Elves in Middle-earth are tragic figures, because they are doomed to grow weary of the world and filled with the accumulated sorrow of thousands of years seeing other creatures live, suffer, and die. Eventually, every Elf will be unable to bear any more heartache, and will depart Middle-earth, sailing to the Undying Lands.
When they were younger, Elrond and his brother Elros, both of whom were half Elf and half human, were given a choice between living as mortal men or living as immortal Elves. Elros chose to be a man and Elrond chose to be an Elf. Thus, Elrond would live forever, but would eventually grow weary and depart to the Undying Lands, never to return.
In the appendices to The Return of the King, we are told that:
... To the children of Elrond a choice was also appointed: to [eventually] pass with him from the circles of the world; or if they remained to become mortal and die in Middle-earth. For Elrond, therefore, all chances of the War of the Ring were fraught with sorrow.
-The Return of the King, Appendix A: "The Numenorean Kings"
Aragorn is a man, so he can't go to the Undying Lands, plus he has king stuff to do, so even if he was allowed to go there, he wouldn't be able to. Thus, because of the "choice" all Elrond's children must make, Arwen has to choose between going with her father to the Undying Lands and living there forever, but leaving behind the man she loves; or staying with Aragorn after her father departs, but becoming mortal.
So it isn't that the Ring is killing her, nor is it that loving Aragorn automatically entails dying. It is simply that staying in Middle-earth means she has to become mortal.

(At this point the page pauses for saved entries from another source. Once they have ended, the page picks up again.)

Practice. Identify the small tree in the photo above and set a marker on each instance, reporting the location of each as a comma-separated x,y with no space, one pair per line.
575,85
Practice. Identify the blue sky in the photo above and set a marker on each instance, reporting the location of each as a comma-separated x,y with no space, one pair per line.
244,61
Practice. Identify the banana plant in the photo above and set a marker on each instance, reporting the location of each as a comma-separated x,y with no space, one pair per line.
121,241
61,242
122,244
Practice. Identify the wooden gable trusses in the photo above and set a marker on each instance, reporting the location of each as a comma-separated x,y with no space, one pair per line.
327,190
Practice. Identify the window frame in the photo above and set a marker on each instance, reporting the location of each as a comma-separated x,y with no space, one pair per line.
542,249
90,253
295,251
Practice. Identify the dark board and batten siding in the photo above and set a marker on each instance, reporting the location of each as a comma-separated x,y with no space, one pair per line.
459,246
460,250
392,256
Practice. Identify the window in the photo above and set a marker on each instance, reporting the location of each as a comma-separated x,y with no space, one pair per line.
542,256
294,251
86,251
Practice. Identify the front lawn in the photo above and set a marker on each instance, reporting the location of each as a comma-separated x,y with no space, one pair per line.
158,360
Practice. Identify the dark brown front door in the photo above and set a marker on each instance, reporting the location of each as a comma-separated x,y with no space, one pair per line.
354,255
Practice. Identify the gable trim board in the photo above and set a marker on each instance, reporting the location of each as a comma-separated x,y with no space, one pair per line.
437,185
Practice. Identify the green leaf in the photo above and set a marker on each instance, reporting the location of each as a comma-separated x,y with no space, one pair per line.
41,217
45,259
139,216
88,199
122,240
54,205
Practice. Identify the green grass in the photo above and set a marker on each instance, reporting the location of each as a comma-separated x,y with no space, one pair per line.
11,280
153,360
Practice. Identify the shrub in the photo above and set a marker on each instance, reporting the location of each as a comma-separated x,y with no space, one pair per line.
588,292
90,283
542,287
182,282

Things get even more complicated by the fact that the Elves have maintained their power through the 3 Rings they possess. As long as Sauron didn't have the One Ring, the Elves could use their Rings with no risk attached. But if Sauron regains the One Ring, the 3 Rings are no longer safe to use; if the One Ring is destroyed, the 3 Rings will become just as useless as regular rings. So no matter what happens to the One Ring, the Elves have to leave Middle-earth. This includes Elrond, of course.
So Arwen is dying because she has chosen to remain in Middle-earth after her father departs. It is less clear why she is literally about to die - in the books, she isn't dying now, she has just decided that at some point in the future she will die. In the movies, she is in the process of becoming dead.

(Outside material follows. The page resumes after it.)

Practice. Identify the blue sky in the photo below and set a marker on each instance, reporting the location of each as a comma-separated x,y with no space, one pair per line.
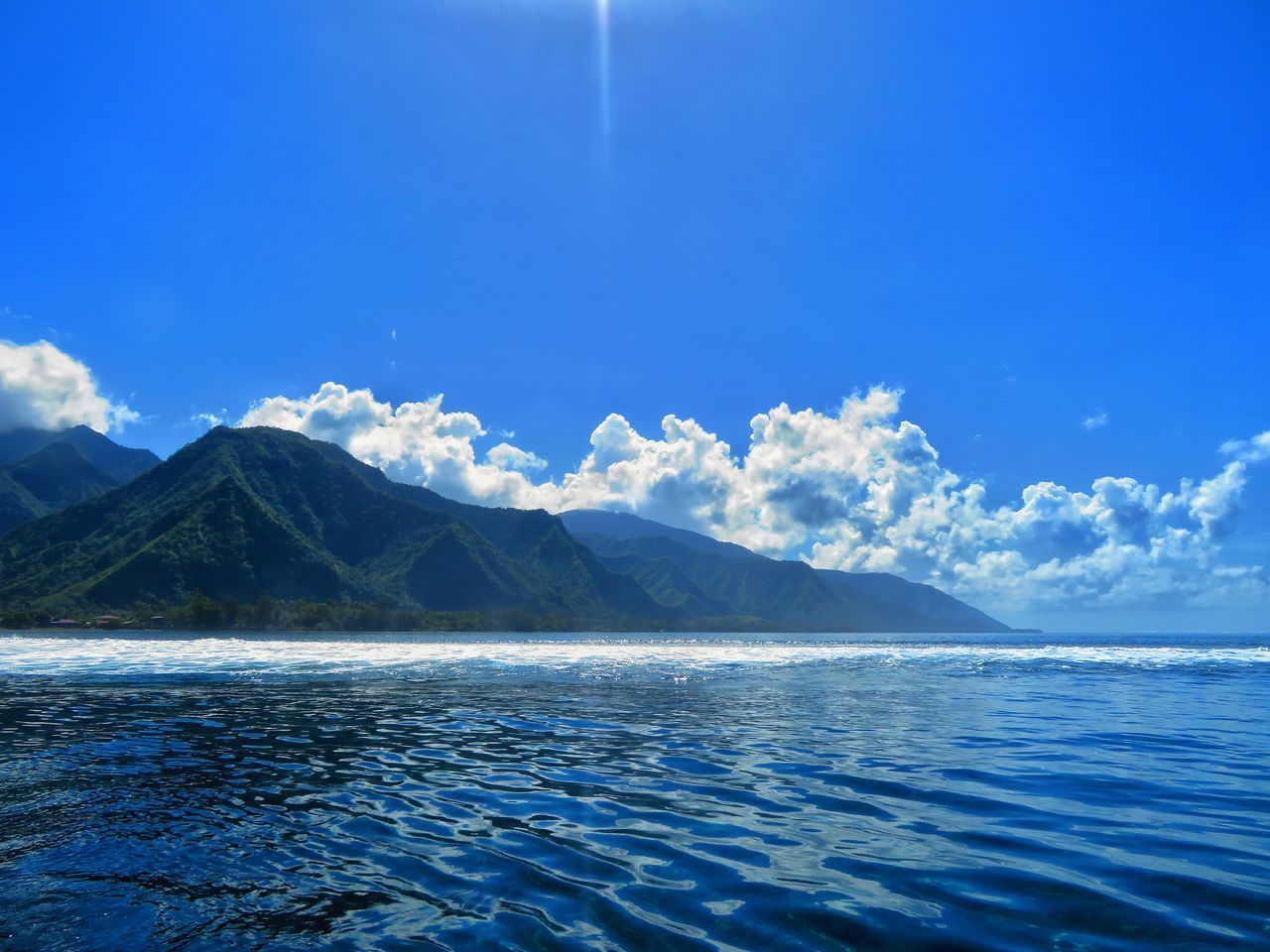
1025,216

The only way I can make sense of the events in the movies is that Arwen is choosing to die immediately to guilt trip her dad into reforging the Shards of Narsil so Aragorn can become king. Once he does so, she's all like "OMG I GOT BETTER!".
In the books, Elrond doesn't need to be coerced into reforging Narsil - there, unlike the movies, Elrond has always supported Aragorn's journey towards kingship, and Aragorn has always intended to become king. Jackson changed Aragorn a bit- in the movies, Aragorn is "The Reluctant Hero", and has to be pushed and cajoled into doing what he was destined to do. Elrond is a bit annoyed by this, and at one point says something like "Aragorn turned away from that path long ago, he only wants to be a Ranger now".

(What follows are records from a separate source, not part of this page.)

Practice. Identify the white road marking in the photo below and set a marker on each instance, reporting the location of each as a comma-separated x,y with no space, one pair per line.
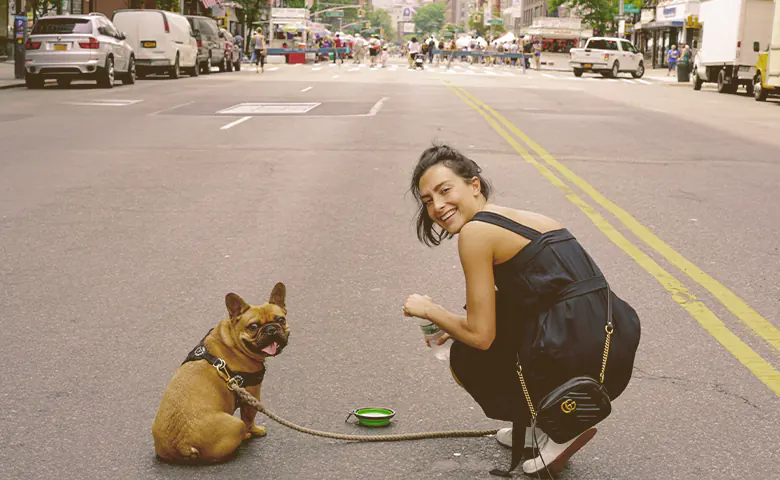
377,106
233,124
106,103
171,108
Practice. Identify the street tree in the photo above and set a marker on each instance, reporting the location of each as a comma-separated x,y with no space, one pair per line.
595,13
430,18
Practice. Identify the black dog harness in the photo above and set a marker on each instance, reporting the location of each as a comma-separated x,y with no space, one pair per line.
240,379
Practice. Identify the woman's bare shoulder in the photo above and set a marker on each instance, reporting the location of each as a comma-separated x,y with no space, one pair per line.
537,221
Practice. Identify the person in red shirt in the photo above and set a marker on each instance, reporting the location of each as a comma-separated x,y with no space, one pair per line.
339,44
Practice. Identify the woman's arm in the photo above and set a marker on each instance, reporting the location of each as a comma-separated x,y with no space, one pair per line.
478,328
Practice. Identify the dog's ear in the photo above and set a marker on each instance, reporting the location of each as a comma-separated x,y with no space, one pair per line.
278,294
236,305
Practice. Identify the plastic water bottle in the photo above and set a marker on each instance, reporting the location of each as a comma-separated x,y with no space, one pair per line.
432,333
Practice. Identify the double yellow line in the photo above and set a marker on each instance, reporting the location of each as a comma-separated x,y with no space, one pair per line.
762,369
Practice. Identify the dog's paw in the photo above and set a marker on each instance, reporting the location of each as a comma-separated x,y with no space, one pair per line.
256,431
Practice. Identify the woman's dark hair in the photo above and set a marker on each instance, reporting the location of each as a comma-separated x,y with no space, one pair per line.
463,167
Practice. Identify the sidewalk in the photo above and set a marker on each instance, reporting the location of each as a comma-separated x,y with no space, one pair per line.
7,79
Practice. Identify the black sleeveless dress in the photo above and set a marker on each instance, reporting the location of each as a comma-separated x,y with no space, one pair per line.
549,288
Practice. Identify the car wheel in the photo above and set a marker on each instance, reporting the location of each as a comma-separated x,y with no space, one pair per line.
724,87
759,92
640,70
130,75
33,81
106,75
697,81
175,71
615,69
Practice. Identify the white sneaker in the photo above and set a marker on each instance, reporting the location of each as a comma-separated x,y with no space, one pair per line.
556,455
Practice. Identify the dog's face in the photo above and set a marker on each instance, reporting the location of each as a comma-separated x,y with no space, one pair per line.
259,331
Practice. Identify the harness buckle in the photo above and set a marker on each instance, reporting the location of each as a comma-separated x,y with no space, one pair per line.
221,367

So in the books, Narsil is remade before the Fellowship departs from Rivendell, but in the movies, Narsil isn't reforged until the middle of the third film. In the books, Elrond told Aragorn he couldn't marry Arwen until he was king, because Elrond didn't want Aragorn to become distracted from his main task of claiming the throne.
In the movies, Arwen actively chooses to die because it will force her dad to reforge Narsil so Aragorn can become the king, and then Elrond finds Aragorn and says "Get off your ass and become the king or Arwen will die". So really, deciding to die was Arwen's way of making sure her dad and her boyfriend did what they had to do.
The line about "Arwen's fate is now tied to the fate of the Ring" makes more sense in this light. Arwen will stay in Middle-earth no matter what, and if Sauron gets the Ring, everyone in Middle-earth, including Arwen, will be boned. If the Ring is destroyed, she'll stay with Aragorn, and die at some unknown time in the future.